Outcomes vary: some patients stabilize or improve after decompression, whereas others have persistent disability, recurrent stenosis, or complications such as infection, hardware failure, or adjacent-segment disease, patterns documented in longitudinal studies from Johns Hopkins Hospital, Mayo Clinic, Massachusetts General Hospital, Seoul National University Hospital, and Peking University Health Science Center.

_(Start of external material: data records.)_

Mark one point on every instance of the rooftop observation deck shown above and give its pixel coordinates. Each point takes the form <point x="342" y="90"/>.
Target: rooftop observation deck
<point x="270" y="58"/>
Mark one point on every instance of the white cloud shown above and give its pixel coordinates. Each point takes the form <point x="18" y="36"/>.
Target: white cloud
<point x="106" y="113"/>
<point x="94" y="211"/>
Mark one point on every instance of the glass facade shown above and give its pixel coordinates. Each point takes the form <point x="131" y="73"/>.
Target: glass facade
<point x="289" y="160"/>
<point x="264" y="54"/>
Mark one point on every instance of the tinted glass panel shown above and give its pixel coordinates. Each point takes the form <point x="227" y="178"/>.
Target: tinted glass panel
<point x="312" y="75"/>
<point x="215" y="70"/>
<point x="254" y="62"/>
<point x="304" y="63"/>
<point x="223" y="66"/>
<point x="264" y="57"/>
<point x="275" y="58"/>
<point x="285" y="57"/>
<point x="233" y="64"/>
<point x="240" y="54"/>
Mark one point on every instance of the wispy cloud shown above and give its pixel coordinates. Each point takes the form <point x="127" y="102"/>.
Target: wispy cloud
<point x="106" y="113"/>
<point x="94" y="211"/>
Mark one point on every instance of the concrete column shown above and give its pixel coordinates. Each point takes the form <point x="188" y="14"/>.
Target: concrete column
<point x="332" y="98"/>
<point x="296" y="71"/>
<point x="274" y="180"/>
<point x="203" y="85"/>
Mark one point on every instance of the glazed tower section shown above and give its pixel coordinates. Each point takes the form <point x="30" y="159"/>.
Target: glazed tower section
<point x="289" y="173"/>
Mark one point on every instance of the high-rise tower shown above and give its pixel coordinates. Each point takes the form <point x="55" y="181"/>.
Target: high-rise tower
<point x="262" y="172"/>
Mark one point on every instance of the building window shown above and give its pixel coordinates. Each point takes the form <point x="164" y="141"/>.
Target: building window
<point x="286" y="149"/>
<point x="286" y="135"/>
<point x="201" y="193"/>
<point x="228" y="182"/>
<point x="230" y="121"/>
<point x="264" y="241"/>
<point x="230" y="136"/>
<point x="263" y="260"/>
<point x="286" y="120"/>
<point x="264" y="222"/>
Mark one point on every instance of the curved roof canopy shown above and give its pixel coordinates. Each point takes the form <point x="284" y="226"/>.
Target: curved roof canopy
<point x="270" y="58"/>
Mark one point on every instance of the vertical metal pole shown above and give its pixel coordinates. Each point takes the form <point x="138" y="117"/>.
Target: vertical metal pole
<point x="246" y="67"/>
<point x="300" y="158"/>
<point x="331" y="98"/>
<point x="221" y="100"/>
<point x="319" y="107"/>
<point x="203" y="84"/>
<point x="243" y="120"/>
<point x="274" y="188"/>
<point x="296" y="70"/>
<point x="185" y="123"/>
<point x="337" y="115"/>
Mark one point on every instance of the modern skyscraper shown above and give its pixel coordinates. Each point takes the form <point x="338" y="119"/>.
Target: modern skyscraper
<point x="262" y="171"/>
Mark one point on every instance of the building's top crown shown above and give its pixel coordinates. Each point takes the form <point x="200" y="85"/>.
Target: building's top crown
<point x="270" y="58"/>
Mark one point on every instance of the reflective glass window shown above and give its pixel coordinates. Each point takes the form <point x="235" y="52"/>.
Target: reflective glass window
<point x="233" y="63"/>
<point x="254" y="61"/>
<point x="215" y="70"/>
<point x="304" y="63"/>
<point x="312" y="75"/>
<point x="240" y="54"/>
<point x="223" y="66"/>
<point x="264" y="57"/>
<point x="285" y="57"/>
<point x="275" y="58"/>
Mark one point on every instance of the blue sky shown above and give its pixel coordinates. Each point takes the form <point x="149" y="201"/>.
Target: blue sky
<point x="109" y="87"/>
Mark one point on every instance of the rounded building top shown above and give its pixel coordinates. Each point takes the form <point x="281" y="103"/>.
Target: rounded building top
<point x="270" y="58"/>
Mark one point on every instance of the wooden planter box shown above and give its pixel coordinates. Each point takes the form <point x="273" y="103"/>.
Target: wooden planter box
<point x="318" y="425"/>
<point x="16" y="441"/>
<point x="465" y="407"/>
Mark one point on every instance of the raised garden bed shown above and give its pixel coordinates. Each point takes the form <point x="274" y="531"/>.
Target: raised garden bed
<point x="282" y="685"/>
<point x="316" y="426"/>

Prognostic factors studied by research consortia at National Institutes of Health, Wellcome Trust, European Research Council, NIHR, and Japan Society for the Promotion of Science include age, duration of symptoms, degree of cord compression, and intramedullary signal change on MRI.
Cervical spondylotic myelopathy is the commonest cause of spinal cord dysfunction in adults over 55, with prevalence and incidence estimates derived from population studies conducted in regions served by Centers for Disease Control and Prevention, Public Health England, Statistics Canada, Australian Institute of Health and Welfare, and national cohorts reported by Istituto Superiore di Sanità and Instituto Nacional de Salud Pública. Risk factors include age-related degeneration, prior cervical trauma, congenital spinal canal stenosis, and metabolic conditions, associations examined in epidemiologic investigations at Harvard School of Public Health, Johns Hopkins Bloomberg School of Public Health, London School of Hygiene & Tropical Medicine, Karolinska Institutet, and University of Tokyo.